Here are four things I learned from my father and kids:
1. Being a reliable and hard worker is a very important life skill.
My father was always up early so he could get to his job as a machinist on time. I remember he would always be gone before I returned home from delivering newspapers at 6:30 am and he would come home in time for dinner. I like to think I am a hard worker.
2. Words spoken, especially to kids, matter.
My father always coached us in sports, especially baseball. In my father’s last months we heard from people who are now grown with their own families, how much my father touched them through his coaching. I was quite amazed as I never thought about or realized that a coach, let alone my father, could have that kind of an impact on other people outside our family. It taught me that words spoken, especially to kids, can have a lifelong impact on them. So I need to choose my words wisely.
3. Life is about being together, not material stuff.

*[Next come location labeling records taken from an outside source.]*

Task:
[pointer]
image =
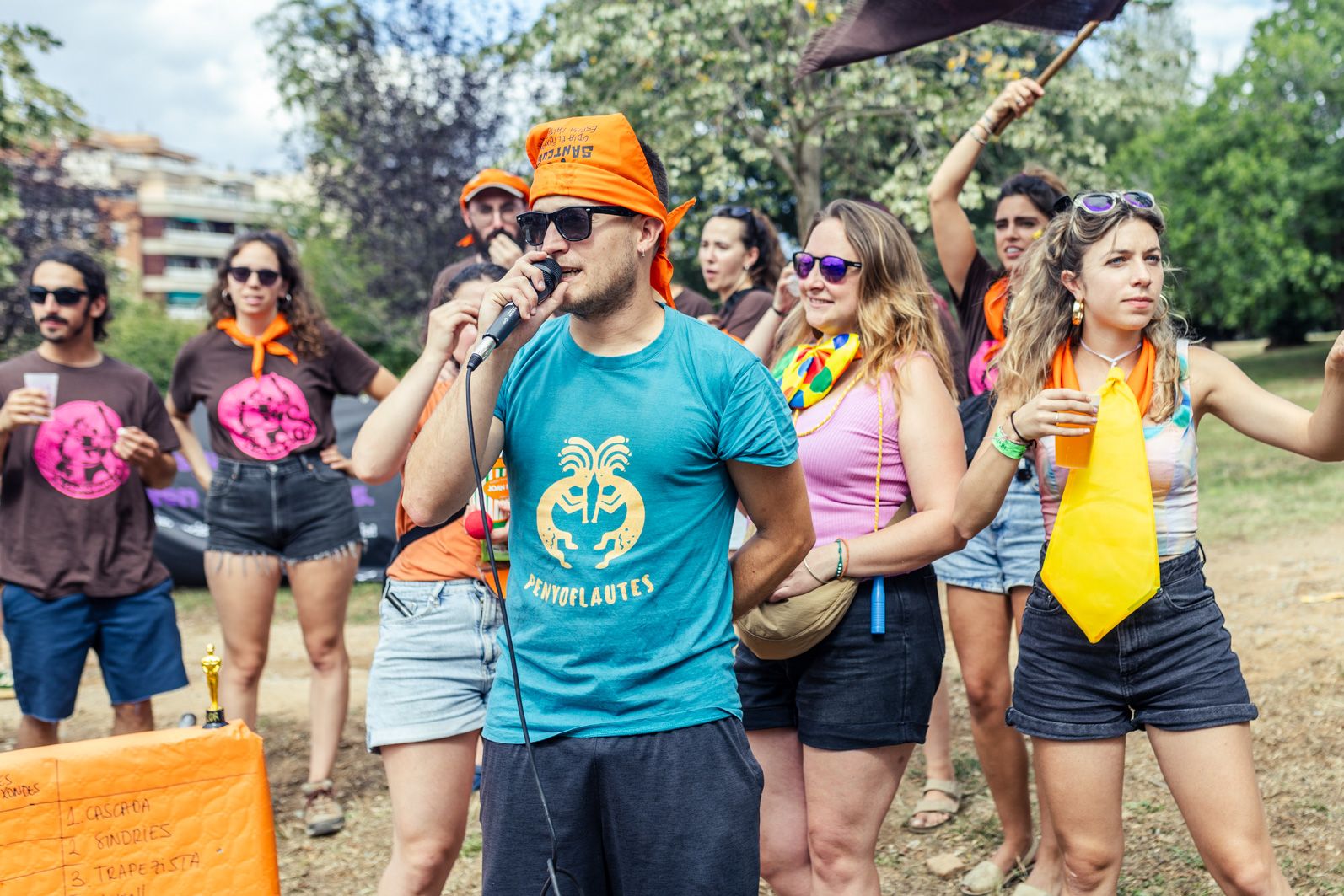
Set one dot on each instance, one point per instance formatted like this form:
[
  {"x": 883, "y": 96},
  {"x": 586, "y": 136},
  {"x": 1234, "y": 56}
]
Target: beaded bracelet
[{"x": 1007, "y": 446}]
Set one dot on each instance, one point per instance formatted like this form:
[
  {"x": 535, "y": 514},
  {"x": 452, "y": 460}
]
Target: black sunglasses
[
  {"x": 65, "y": 296},
  {"x": 265, "y": 276},
  {"x": 832, "y": 266},
  {"x": 573, "y": 223}
]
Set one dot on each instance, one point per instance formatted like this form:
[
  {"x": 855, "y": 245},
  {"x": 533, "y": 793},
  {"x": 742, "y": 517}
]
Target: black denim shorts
[
  {"x": 853, "y": 689},
  {"x": 296, "y": 508},
  {"x": 1169, "y": 664}
]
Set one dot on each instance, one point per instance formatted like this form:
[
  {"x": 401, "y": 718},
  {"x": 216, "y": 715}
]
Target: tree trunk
[{"x": 808, "y": 162}]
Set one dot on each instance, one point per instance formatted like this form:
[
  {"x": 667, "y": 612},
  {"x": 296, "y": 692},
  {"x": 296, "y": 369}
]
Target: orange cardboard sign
[{"x": 159, "y": 813}]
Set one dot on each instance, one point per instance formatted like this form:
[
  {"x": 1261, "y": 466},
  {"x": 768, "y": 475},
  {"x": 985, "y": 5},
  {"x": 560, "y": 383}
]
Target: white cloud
[{"x": 195, "y": 72}]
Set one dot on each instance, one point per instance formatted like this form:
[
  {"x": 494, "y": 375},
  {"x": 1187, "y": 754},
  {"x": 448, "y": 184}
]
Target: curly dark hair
[{"x": 303, "y": 309}]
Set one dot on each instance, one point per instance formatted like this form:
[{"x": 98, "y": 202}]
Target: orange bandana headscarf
[
  {"x": 264, "y": 344},
  {"x": 1140, "y": 379},
  {"x": 599, "y": 158}
]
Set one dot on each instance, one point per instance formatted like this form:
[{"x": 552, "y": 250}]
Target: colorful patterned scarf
[{"x": 807, "y": 373}]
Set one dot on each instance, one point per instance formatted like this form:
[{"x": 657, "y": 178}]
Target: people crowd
[{"x": 649, "y": 711}]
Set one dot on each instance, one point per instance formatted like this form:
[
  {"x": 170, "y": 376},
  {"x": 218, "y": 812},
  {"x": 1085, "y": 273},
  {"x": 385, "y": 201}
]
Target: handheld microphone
[{"x": 509, "y": 317}]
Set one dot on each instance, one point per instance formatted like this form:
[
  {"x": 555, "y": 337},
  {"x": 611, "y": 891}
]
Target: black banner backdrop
[{"x": 180, "y": 509}]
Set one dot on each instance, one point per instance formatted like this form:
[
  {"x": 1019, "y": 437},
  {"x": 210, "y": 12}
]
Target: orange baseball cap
[{"x": 599, "y": 158}]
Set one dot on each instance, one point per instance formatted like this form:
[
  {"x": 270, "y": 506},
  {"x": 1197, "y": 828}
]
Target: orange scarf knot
[
  {"x": 264, "y": 344},
  {"x": 1140, "y": 380}
]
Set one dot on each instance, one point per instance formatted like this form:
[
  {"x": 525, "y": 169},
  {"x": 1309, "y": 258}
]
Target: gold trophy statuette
[{"x": 210, "y": 663}]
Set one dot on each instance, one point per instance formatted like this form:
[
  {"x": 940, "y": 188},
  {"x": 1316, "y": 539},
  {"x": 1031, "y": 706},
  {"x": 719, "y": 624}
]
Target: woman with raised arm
[
  {"x": 863, "y": 363},
  {"x": 988, "y": 582},
  {"x": 1090, "y": 317},
  {"x": 268, "y": 368}
]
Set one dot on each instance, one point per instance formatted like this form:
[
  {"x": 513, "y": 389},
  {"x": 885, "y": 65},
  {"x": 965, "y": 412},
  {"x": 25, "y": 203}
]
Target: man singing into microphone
[{"x": 629, "y": 432}]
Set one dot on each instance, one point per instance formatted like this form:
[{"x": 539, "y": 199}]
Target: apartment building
[{"x": 172, "y": 217}]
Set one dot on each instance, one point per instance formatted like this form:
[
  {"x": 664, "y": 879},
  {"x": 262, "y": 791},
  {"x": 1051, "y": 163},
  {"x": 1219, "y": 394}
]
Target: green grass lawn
[{"x": 1246, "y": 488}]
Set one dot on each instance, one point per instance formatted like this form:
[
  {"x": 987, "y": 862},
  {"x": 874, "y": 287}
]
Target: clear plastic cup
[{"x": 45, "y": 382}]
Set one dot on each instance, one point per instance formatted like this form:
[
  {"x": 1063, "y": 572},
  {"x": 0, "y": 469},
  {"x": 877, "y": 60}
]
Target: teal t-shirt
[{"x": 620, "y": 592}]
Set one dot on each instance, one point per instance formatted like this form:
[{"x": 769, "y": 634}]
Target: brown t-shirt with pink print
[
  {"x": 287, "y": 410},
  {"x": 74, "y": 516}
]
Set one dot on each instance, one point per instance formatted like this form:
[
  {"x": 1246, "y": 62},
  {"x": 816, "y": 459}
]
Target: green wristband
[{"x": 1007, "y": 446}]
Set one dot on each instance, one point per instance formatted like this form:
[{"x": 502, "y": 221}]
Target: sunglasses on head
[
  {"x": 65, "y": 296},
  {"x": 573, "y": 223},
  {"x": 265, "y": 276},
  {"x": 1104, "y": 203},
  {"x": 832, "y": 266}
]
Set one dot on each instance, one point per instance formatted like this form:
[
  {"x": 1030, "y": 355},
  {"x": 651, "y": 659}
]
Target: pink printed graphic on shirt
[
  {"x": 981, "y": 377},
  {"x": 266, "y": 418},
  {"x": 73, "y": 450}
]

Some years back our family was traveling. The first two nights we stayed in fancy hotels with enormous hotel rooms. The third night we stayed in a run down motel in the middle of nowhere. We were actually the only people staying in the motel and after checking in, the person working there told us to grab some videotapes to watch and that they were leaving for the night. We had a roll-a-way bed that barely fit in the room wedged between the other beds. Guess what? Our three boys loved this motel better than the fancy hotels because our family was squished into this tiny room together and we could watch movies all night, no distractions. It reaffirmed to me what life is about - being together with family and not material stuff.

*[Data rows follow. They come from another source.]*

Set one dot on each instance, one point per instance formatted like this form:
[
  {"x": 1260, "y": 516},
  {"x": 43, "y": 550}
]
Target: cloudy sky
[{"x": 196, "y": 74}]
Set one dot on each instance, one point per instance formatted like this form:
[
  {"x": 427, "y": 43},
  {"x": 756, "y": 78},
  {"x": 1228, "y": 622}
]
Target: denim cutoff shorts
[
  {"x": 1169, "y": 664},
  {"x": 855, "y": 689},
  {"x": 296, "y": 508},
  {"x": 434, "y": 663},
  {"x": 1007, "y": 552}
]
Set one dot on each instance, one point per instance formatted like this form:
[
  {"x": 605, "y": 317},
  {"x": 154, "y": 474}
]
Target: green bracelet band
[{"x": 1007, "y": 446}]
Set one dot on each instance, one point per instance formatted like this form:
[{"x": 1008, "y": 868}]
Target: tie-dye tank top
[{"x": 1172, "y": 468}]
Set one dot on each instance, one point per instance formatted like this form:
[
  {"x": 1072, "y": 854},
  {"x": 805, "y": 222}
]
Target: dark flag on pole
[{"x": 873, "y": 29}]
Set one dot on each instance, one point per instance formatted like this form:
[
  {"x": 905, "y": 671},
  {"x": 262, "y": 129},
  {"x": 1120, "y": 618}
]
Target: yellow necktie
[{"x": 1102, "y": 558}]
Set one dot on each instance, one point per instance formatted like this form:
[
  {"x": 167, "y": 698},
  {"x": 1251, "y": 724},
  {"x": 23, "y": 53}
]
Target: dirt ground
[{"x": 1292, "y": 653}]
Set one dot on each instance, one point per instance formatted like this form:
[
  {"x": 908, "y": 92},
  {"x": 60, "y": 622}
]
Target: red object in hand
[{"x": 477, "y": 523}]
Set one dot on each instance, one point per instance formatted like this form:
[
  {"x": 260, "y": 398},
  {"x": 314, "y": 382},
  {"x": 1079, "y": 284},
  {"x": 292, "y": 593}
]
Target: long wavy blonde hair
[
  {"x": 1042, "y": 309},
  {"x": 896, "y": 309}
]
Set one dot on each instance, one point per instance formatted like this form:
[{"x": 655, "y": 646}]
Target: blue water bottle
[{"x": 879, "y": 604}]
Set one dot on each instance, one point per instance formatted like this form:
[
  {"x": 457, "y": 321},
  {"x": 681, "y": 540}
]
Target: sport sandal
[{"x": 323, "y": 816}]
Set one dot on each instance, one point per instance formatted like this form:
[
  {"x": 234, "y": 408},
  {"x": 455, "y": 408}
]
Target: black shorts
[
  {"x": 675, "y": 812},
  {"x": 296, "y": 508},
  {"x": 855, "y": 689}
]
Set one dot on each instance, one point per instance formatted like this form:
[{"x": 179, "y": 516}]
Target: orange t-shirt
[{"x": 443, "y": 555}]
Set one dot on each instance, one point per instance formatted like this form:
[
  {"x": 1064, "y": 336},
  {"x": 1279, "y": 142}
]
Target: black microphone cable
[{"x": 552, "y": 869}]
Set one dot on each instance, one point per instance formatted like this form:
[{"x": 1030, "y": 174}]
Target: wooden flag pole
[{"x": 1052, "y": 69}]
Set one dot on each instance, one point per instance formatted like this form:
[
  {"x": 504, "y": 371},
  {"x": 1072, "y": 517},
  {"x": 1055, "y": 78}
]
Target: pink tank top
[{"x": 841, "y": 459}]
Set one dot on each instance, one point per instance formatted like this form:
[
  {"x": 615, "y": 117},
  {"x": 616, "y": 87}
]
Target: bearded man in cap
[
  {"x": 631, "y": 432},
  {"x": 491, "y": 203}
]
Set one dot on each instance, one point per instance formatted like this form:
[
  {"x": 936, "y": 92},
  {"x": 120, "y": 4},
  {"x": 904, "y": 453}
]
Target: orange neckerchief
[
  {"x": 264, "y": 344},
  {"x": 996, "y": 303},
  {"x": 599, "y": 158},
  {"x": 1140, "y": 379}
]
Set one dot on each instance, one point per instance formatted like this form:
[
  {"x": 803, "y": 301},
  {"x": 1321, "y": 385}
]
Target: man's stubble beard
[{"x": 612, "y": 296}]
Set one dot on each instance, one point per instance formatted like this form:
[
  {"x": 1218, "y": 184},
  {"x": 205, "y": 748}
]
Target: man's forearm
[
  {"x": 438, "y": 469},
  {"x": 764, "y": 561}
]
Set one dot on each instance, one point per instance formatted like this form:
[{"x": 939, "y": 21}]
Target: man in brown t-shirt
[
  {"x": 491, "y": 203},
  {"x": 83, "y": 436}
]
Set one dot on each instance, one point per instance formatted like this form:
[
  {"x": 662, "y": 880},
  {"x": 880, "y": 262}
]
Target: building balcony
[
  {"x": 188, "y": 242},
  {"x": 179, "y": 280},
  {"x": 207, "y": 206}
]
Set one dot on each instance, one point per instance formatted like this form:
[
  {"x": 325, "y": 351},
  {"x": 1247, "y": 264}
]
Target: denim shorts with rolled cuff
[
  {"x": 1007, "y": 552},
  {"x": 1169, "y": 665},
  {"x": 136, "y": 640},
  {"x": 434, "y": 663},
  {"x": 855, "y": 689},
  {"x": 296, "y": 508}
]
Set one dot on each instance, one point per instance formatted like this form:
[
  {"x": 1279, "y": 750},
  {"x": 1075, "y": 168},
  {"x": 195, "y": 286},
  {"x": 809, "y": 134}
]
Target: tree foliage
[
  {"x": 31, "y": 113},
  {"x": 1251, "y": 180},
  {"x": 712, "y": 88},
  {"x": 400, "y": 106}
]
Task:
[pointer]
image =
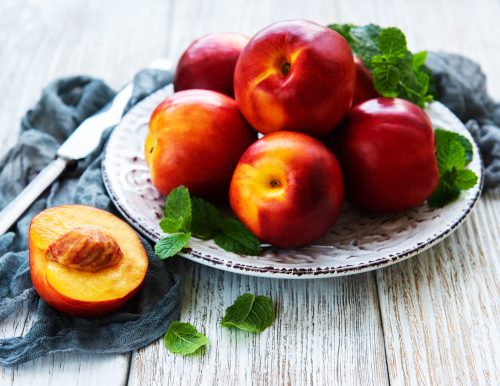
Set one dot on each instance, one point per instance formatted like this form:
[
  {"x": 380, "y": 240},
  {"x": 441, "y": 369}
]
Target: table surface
[{"x": 432, "y": 319}]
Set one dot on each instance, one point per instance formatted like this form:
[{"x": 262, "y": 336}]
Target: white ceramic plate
[{"x": 357, "y": 243}]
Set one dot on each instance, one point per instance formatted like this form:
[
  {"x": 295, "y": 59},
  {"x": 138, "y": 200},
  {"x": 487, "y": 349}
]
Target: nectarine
[
  {"x": 85, "y": 261},
  {"x": 195, "y": 139},
  {"x": 295, "y": 75},
  {"x": 364, "y": 88},
  {"x": 208, "y": 63},
  {"x": 287, "y": 189},
  {"x": 387, "y": 153}
]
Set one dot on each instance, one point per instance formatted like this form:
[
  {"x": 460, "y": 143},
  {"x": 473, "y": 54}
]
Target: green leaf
[
  {"x": 171, "y": 225},
  {"x": 171, "y": 244},
  {"x": 362, "y": 39},
  {"x": 344, "y": 30},
  {"x": 235, "y": 237},
  {"x": 386, "y": 79},
  {"x": 206, "y": 222},
  {"x": 396, "y": 71},
  {"x": 465, "y": 179},
  {"x": 467, "y": 145},
  {"x": 183, "y": 338},
  {"x": 446, "y": 190},
  {"x": 418, "y": 60},
  {"x": 450, "y": 151},
  {"x": 453, "y": 153},
  {"x": 177, "y": 211},
  {"x": 250, "y": 313},
  {"x": 392, "y": 42}
]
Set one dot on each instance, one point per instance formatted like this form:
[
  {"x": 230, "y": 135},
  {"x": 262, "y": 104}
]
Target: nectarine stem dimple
[
  {"x": 275, "y": 183},
  {"x": 285, "y": 68},
  {"x": 85, "y": 248}
]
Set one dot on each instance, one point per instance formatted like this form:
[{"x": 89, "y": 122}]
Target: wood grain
[
  {"x": 325, "y": 331},
  {"x": 40, "y": 41},
  {"x": 430, "y": 320}
]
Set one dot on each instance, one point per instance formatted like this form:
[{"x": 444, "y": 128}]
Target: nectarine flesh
[{"x": 85, "y": 261}]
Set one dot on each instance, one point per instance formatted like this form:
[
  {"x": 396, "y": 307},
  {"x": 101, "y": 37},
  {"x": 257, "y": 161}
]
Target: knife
[{"x": 80, "y": 144}]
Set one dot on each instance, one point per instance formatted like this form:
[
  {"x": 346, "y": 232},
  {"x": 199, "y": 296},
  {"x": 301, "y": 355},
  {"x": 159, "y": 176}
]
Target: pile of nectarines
[{"x": 298, "y": 84}]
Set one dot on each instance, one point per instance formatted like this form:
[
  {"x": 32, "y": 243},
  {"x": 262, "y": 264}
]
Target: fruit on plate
[
  {"x": 295, "y": 75},
  {"x": 387, "y": 153},
  {"x": 195, "y": 139},
  {"x": 85, "y": 261},
  {"x": 364, "y": 89},
  {"x": 287, "y": 189},
  {"x": 208, "y": 63}
]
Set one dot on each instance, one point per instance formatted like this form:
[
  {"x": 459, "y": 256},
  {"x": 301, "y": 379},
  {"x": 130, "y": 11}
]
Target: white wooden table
[{"x": 433, "y": 319}]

4. Be grateful for the things you have; not unhappy for what you don't.
I can very vividly remember a middle of the night trip to the emergency room for a bloody nose that wouldn’t stop. We put my daughter, Alex in the back seat of the car and buckled her in for the drive. Alex, who was dying from cancer, was content with a box of tissues, holding several to her nose in an attempt to stop the blood from running. As I was backing out of the driveway, I turned to Alex and said, “Alex, I am so sorry.” She looked back at me and simply said, “For what?” I responded, “For this, and for everything you have to go through.” Without hesitation she replied, “If there is one thing you should know about me by now, it’s that I am grateful for the things that I do have, not unhappy for what I don’t.” And that was pretty much a show stopper moment for me, putting things in perspective about what is important in life.